For them, the tattooites (tattooies?) are only trying to justify a practice that has its roots in primitive societies and is evidence of how little mankind has evolved in 5,000 years.
And there is something to be said for that point of view. Most of us are not much different, emotionally, from the hunter-gatherers who wore bones in their noses and ears, painted their faces (not to mention various other parts of their bodies), and rubbed ashes into self-inflicted wounds to make designs on their bellies.
Our primary reactions to basic human situations remain much the same as cavemen’s. The “fight or flight,” hunger, fear and sex drives are still there, although we strive mightily to control them, and I must admit that given the choice between a booty tag and mayhem, I’ll take the tattoo every time.

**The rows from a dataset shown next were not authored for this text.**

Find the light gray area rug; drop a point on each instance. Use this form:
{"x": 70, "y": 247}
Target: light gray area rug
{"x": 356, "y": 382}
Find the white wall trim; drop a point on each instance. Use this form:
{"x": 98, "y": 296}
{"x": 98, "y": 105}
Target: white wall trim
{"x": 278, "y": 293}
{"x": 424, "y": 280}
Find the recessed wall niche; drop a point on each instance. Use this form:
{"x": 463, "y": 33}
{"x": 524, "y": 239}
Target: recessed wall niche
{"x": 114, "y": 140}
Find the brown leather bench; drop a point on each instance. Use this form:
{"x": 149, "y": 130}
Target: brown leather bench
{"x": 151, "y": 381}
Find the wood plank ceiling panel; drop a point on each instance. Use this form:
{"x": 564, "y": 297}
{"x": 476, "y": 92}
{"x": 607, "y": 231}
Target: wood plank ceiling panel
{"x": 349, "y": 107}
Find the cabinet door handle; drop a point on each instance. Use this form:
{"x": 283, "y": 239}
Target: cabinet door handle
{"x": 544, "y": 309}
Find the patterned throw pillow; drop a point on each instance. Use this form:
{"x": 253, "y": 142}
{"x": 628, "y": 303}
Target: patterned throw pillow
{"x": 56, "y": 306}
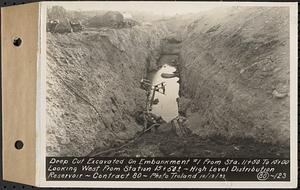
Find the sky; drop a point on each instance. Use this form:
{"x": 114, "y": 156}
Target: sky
{"x": 161, "y": 8}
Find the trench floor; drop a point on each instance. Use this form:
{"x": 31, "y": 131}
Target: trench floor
{"x": 164, "y": 142}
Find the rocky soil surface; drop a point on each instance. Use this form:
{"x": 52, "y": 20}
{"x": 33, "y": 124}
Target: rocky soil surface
{"x": 235, "y": 74}
{"x": 234, "y": 86}
{"x": 93, "y": 86}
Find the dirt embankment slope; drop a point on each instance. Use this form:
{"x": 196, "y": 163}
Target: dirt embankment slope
{"x": 93, "y": 86}
{"x": 235, "y": 74}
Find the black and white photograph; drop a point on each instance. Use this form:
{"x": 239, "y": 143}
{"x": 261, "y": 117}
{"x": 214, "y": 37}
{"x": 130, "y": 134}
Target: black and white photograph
{"x": 211, "y": 81}
{"x": 157, "y": 81}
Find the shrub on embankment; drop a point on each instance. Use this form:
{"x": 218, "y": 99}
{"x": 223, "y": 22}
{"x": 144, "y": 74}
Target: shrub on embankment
{"x": 235, "y": 74}
{"x": 93, "y": 86}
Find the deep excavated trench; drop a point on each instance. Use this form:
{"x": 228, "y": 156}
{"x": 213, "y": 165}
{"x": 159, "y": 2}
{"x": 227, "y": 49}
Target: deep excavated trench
{"x": 227, "y": 100}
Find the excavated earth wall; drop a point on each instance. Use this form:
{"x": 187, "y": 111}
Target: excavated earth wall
{"x": 234, "y": 69}
{"x": 93, "y": 88}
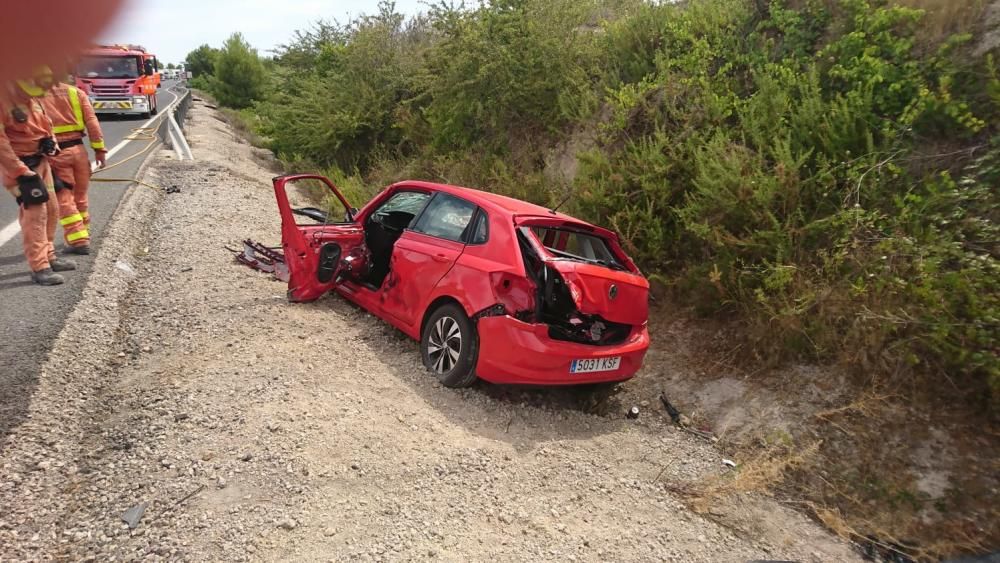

At the same time, as our feature story indicates, society has traditionally associated tattooing and piercing with the more violent and, yes, primitive, elements of the population.
There are solid grounds for the attitude. Think bushmen, Genghis Kahn, Goths, drunken sailors and rebellious teenagers.
But this is dangerous territory.
Do the anti-tattooites regard their wives and daughters, who wear jewelry in their pierced ears, as barbarians?
They better keep that opinion to themselves. Strict logic would dictate that if they continue down that path, they risk alienating people they love. Let’s just say that the situation is analagous to the one in which your wife asks, “Does this dress make me look fat?”
Of course, if she turned up with a butterfly at the base of her spine, hubby might have serious reservations, not the least of which would be the conflict between civilization and biology.
It isn’t easy being human, is it?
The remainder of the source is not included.